Судить буду я - Мир-Хайдаров Рауль Мирсаидович (книги без сокращений txt) 📗
Через час в шелковом костюме от Кардена и ярком итальянском галстуке Сухроб Ахмедович появился в банке. Старый особняк из красного жженого кирпича он узнал лишь по рельефно выложенной на фронтоне цифре «1898» – так преобразилось здание и все вокруг него. Сам особняк был украшен изысканным декором из местного мрамора светлых тонов, сменил обветшавшие почти за столетие оконные переплеты на большие по размеру из дюраля, что придавало строению очень строгий, официальный вид.
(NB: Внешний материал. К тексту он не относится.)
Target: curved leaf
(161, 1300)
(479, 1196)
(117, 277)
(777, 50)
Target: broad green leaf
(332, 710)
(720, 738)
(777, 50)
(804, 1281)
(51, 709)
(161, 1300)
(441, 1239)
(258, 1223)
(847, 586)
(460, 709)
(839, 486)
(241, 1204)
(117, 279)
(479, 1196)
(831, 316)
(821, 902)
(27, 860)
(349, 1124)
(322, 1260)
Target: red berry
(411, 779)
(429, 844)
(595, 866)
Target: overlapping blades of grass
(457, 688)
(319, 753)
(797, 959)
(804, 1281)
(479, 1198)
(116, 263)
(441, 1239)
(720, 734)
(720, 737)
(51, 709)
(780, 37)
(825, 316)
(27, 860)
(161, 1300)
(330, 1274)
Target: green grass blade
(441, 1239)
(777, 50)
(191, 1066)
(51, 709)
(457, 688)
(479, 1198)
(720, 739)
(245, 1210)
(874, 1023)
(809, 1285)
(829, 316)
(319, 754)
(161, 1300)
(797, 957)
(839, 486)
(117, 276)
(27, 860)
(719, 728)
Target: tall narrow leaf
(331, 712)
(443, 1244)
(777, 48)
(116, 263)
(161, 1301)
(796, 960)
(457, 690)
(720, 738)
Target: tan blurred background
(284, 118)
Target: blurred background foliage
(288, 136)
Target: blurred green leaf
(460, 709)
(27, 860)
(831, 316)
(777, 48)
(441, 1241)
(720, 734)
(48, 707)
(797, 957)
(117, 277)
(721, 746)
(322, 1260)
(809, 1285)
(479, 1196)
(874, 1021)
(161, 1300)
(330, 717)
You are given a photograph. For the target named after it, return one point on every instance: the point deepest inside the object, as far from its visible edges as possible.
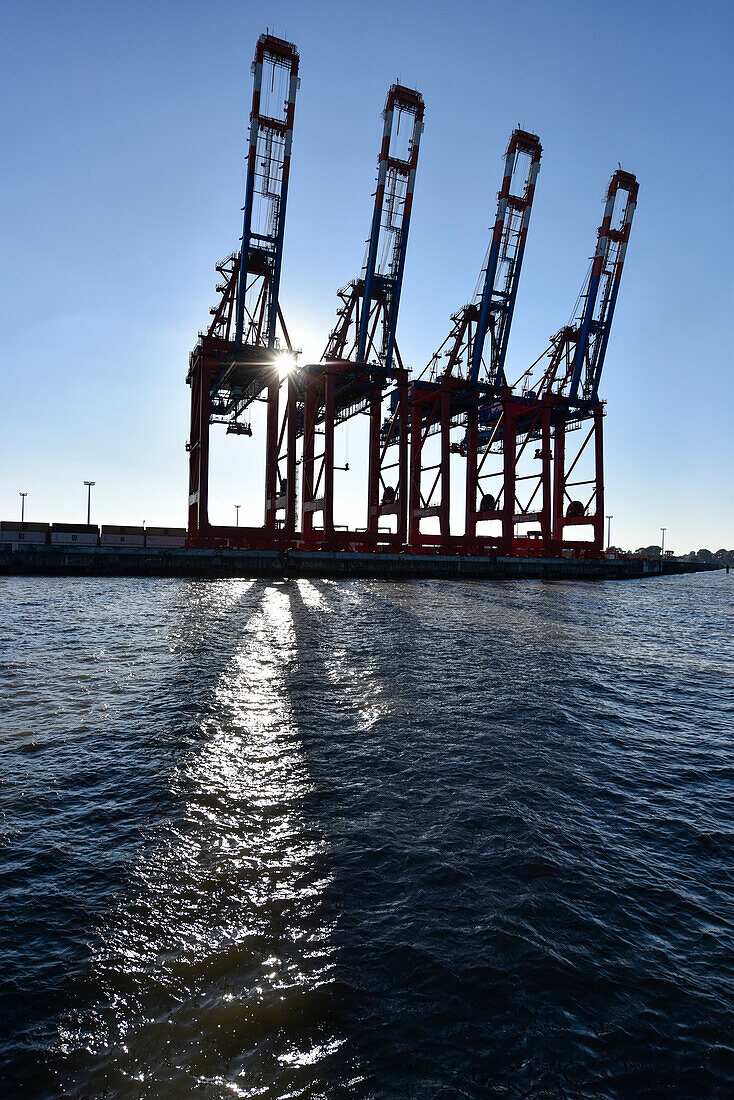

А кованые, ручной работы кружева решетки, без которых нынче не обходится даже газетный киоск, возвращали к мысли о прошлом веке, когда умели так замечательно, со вкусом строить. Небольшая площадь и скверик перед банком поражали нездешней чистотой и ухоженностью, и всяк проходящий невольно поднимал глаза, отыскивая вывеску, – кто же это так расстарался, вычистил за квартал все подходы к «Шарку».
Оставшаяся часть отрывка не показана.